MicroRNAs, stem cells and cancer stem cells

Abstract

This review discusses the various regulatory characteristics of microRNAs that are capable of generating widespread changes in gene expression via post translational repression of many mRNA targets and control self-renewal, differentiation and division of cells. It controls the stem cell functions by controlling a wide range of pathological and physiological processes, including development, differentiation, cellular proliferation, programmed cell death, oncogenesis and metastasis. Through either mRNA cleavage or translational repression, miRNAs alter the expression of their cognate target genes; thereby modulating cellular pathways that affect the normal functions of stem cells, turning them into cancer stem cells, a likely cause of relapse in cancer patients. This present review further emphasizes the recent discoveries on the functional analysis of miRNAs in cancer metastasis and implications on miRNA based therapy using miRNA replacement or anti-miRNA technologies in specific cancer stem cells that are required to establish their efficacy in controlling tumorigenic potential and safe therapeutics.
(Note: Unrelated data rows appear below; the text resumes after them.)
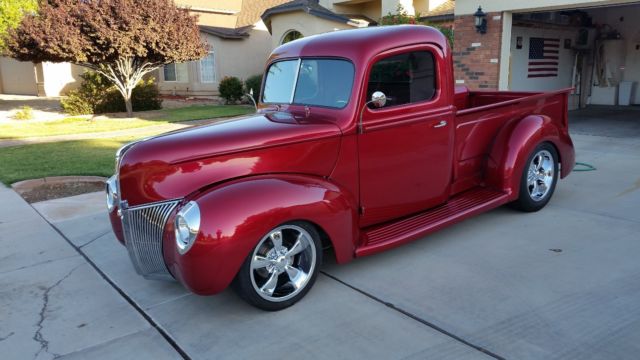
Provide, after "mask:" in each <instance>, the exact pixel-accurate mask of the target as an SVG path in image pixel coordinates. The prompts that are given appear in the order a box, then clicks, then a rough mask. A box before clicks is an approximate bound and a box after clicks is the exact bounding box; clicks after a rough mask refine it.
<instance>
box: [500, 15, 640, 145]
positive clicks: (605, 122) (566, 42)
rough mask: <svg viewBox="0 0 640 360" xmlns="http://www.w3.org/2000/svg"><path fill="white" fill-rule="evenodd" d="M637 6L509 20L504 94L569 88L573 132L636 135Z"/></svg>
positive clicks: (638, 102) (530, 16) (638, 68)
mask: <svg viewBox="0 0 640 360" xmlns="http://www.w3.org/2000/svg"><path fill="white" fill-rule="evenodd" d="M638 19H640V3H633V4H625V5H609V6H598V7H590V8H580V9H575V8H571V9H561V10H556V11H551V12H550V11H546V12H530V13H517V14H514V15H513V25H512V29H511V54H510V69H509V89H510V90H514V91H518V90H526V91H547V90H554V89H561V88H568V87H573V88H575V90H574V91H573V92H572V94H571V95H570V98H569V109H570V110H571V111H570V112H569V119H570V127H571V131H572V133H577V134H585V135H599V136H609V137H640V121H638V116H639V115H640V89H639V87H640V27H638V22H637V21H638Z"/></svg>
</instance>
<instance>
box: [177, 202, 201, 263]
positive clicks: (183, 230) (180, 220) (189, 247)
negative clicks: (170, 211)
mask: <svg viewBox="0 0 640 360" xmlns="http://www.w3.org/2000/svg"><path fill="white" fill-rule="evenodd" d="M198 231H200V208H199V207H198V204H196V203H195V202H193V201H190V202H188V203H187V205H185V206H184V207H183V208H182V209H181V210H180V211H178V214H177V215H176V220H175V235H176V245H177V247H178V252H179V253H180V254H181V255H182V254H184V253H186V252H187V251H189V249H190V248H191V246H193V243H194V242H195V240H196V236H197V235H198Z"/></svg>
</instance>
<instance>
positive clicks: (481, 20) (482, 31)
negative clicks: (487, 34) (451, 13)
mask: <svg viewBox="0 0 640 360" xmlns="http://www.w3.org/2000/svg"><path fill="white" fill-rule="evenodd" d="M473 16H474V17H475V22H476V32H479V33H480V34H486V33H487V14H485V13H484V11H482V6H478V11H476V13H475V14H473Z"/></svg>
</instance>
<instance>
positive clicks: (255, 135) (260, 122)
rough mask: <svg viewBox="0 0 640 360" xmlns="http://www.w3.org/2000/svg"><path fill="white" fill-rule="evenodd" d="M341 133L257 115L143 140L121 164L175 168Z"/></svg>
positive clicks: (306, 140) (293, 121) (127, 152)
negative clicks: (227, 155) (142, 165)
mask: <svg viewBox="0 0 640 360" xmlns="http://www.w3.org/2000/svg"><path fill="white" fill-rule="evenodd" d="M340 133H341V132H340V129H339V128H338V126H337V125H335V124H333V123H331V122H329V121H317V122H314V121H313V120H308V119H298V118H296V117H295V116H293V115H291V114H289V113H285V112H276V113H270V114H257V115H252V116H249V117H243V118H235V119H229V120H226V121H221V122H218V123H215V124H211V125H204V126H198V127H194V128H190V129H186V130H178V131H174V132H169V133H166V134H162V135H159V136H156V137H153V138H150V139H146V140H144V141H141V142H140V143H138V144H135V145H134V146H133V147H132V148H131V149H130V150H129V151H127V152H126V156H125V158H124V159H123V160H126V163H128V164H131V163H137V162H143V161H148V160H149V159H151V158H152V159H153V160H160V161H163V162H166V163H170V164H176V163H180V162H187V161H192V160H197V159H202V158H208V157H212V156H218V155H223V154H230V153H235V152H242V151H247V150H254V149H259V148H265V147H271V146H278V145H283V144H286V143H294V142H301V141H309V140H314V139H319V138H323V137H330V136H334V135H339V134H340Z"/></svg>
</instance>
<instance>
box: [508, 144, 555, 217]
mask: <svg viewBox="0 0 640 360" xmlns="http://www.w3.org/2000/svg"><path fill="white" fill-rule="evenodd" d="M558 173H559V172H558V153H557V152H556V149H555V148H554V147H553V145H551V144H549V143H542V144H540V145H538V146H537V147H536V148H535V150H533V152H532V153H531V155H530V156H529V159H528V160H527V165H526V166H525V168H524V170H523V171H522V176H521V178H520V196H519V197H518V199H517V200H516V201H514V202H513V203H512V206H513V207H515V208H516V209H518V210H522V211H528V212H533V211H538V210H540V209H542V208H543V207H544V206H545V205H547V203H548V202H549V200H550V199H551V196H552V195H553V192H554V190H555V188H556V183H557V182H558Z"/></svg>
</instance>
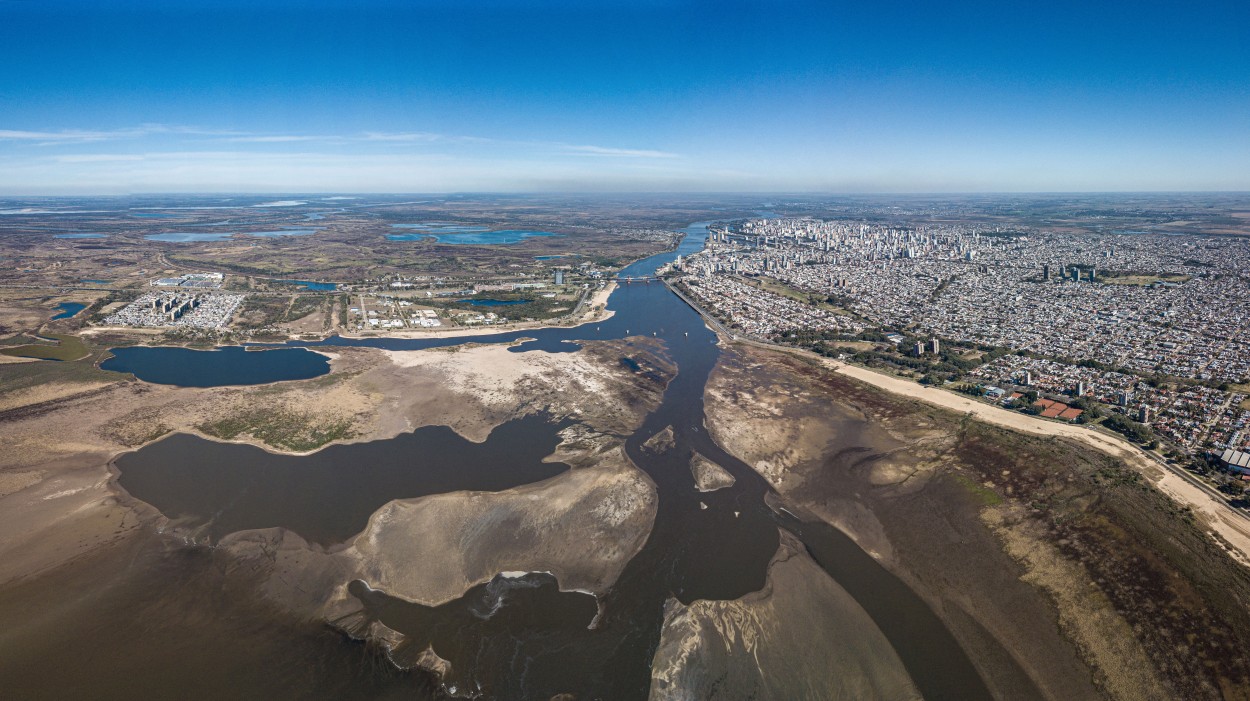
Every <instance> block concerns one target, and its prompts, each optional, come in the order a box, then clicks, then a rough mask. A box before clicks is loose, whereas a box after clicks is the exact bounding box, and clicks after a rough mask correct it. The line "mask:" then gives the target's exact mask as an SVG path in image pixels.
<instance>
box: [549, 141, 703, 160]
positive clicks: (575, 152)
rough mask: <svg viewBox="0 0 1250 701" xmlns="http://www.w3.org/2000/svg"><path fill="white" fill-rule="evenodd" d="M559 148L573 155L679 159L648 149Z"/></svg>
mask: <svg viewBox="0 0 1250 701" xmlns="http://www.w3.org/2000/svg"><path fill="white" fill-rule="evenodd" d="M560 146H561V147H562V149H565V150H567V151H572V152H574V154H580V155H584V156H611V157H625V159H679V157H681V156H680V155H677V154H670V152H667V151H654V150H650V149H615V147H611V146H585V145H572V144H560Z"/></svg>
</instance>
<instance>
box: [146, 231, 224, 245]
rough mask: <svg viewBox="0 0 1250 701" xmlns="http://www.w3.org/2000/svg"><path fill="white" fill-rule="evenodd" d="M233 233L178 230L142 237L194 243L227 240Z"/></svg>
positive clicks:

Keywords: Cancer stem cells; Cellular pathways; Stem cell functions; Tumor suppressor miRNAs; miRNA; miRNA based therapeutics; oncomiR.

Figure 1

MiRNA biogenesis, functions and potential therapeutic targets. miRNA transcript excised to form pri-miRNA, gets cleaved by Drosha and exported from nucleus to cytoplasm by Exportin-5. 70 n hairpin-loop precursor-miRNA (pre-miRNA) then processed by Dicer into mature RNA. The figure also explains the various potential miRNA therapeutic targets including biogenic pathways, restoring the tumor suppressor functions of miRNAs and blocking the oncogenic properties of miRNAs. miRNA mediated silencing involves either inhibition of translation or degradation of their target mRNA transcripts depending on the degree of complementarity. TRBP: Transactivating response RNA binding protein; miRISC: miRNA-induced silencing complex; miRNP: MicroRNA ribonucleoprotein complex; DGCR8: DiGeorge syndrome critical region gene 8.

Figure 2

Stem cells express a unique set of miRNAs that maintain self-renewal, promote differentiation and maturation through various regulatory mechanisms. Distinct small sub population of cells arises from stem cells due to accumulation of genetic and epigenetic abnormalities that might function as cancer stem cells. These cells display differential expression of miRNAs which regulate the fundamental properties that contribute to enhanced tumor initiation and metastatic potential.